I have detectnet working nicely on the Jetson Nano, I have the trainer all set up well on my PC. Unfortunately my data set is huge and it is complicated so needs a lot of training steps.
I was wondering if possible and how I would go about using cloud GPU to train a model that is compatible with DetectNet?
I have trained models using other methods before and never been able to convert them to work on DetectNet, only models I have trained using the provided tools.
So I would like to know how to get it right if possible from the get go and train the model on cloud GPU because currently it takes me around 50 hours of training on my pc to get half way threre.
Any info and help in the right direction appreciated.
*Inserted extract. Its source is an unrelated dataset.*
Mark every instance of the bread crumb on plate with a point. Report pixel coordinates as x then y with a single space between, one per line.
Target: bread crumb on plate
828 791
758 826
Hi @TP2049, if you are referring to the DetectNet from jetson-inference, you can run the pytorch-ssd code on a Linux PC or cloud instance with NVIDIA GPU. It runs the same on x86 as it does on Jetson. On x86 I have only tested it under Ubuntu, and you will need to install CUDA, cuDNN, PyTorch, and the other dependencies (such as Pandas)
Yeah I have the training working on my PC using your repo but still takes around 1 hour per 10 epochs on a P220 (no tensor cores :P)
I have not yet attempted a cloud based training. And given the requirements for DetectNet on jetson inference I was not sure how to make a configuration and send to a gpu that would send back a model workable.
The only tutorials I find online produce h5 models which is not what we want, I am used to the trainer producing a .pth and converting to onnx then letting DetectNet build the TRT engine on first run on the jetson.
cloud gpu is new territory for me but I need to get to grips with it! Do you know of any how to guides available that work specifically with your repo?
Thanks a lot for the speedy response much appreciated :)
In theory it would not be very different than you PC, you would run the same pytorch_ssd code after installing the dependencies into the cloud instance.
You could try Google Colab first (free), it has GPU and I believe it comes with PyTorch (or you can install it). Colab is an IPython notebook - basically you would run shell commands from the notebook to invoke train_ssd.py
oohh I see so essentially its just a virtual pc that I setup like my own? I got confused as I see cloud GPU services and you have to select all these different GPUs and create some config files etc I will have a test run with colab.
There certainly are ML cloud services out there that train models for you, and typically you have to work with the model format they output. However you can also just get a cloud instance (whether it be on AWS, Azure, Colab, ect) and install/run your own software on it.